Improving healthcare and reducing costs is on everyone’s minds these days. But how? Michigan Health Information Network (MiHIN) is building connections between every healthcare provider in the state to help doctors better understand patient needs. The agency uses Salesforce to make it easier for the state’s healthcare professionals to get the information they need when they need it to eliminate inefficiencies and improve care.
“Almost 90 percent of the $7.2 billion in medications dispensed in Michigan each year have unintended consequences — ranging adverse side effects, to symptoms that require re-admission, to nothing at all,” explains Tim Pletcher, Executive Director. “Not only is it inefficient when prescriptions don’t work as intended, but it’s inconvenient and unsafe for patients.

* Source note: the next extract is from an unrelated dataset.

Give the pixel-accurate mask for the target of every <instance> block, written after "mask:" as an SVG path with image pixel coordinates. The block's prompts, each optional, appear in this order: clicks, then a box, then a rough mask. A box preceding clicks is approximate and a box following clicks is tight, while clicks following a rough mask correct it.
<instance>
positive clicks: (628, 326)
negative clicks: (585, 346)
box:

Care coordination — the kind facilitated by our use of App Cloud — is the magic that will help reduce that $6.3 billion dollar problem.”
The agency uses Sales Cloud to maintain information on 275,000+ providers and to track and understand the connections between doctors, hospitals, and healthcare facilities, and between all of those providers and patients. “Removing fragmentation is key to transforming healthcare. We need a way to track all of the providers and how they work together.”
A custom tool — built on App Cloud — creates unique identities to track complex relationships among healthcare providers, and stores their electronic delivery addresses so electronic health information can be transmitted securely. The ability to share information throughout a care team will reduce redundant care (such as repeat tests), make it easier to assign and handle referrals, and improve overall care.
“Providers in a patient’s care team need to be notified when the patient receives treatment. The Health Provider Directory built on App Cloud will help providers work better together.” It is essential that any shared data is routed properly, to only the right organizations and the right people within organizations. Controls within Salesforce ensure that privacy is maintained and information sharing meets compliance regulations.
As the dynamics of healthcare continue to change, MiHIN is also looking at ways to extend its Salesforce implementation to make it easier for citizens to access their own health information. The agency is also working with its counterparts in other states to share best practices and collaborate on solutions to make it easier for patients to access their own healthcare information.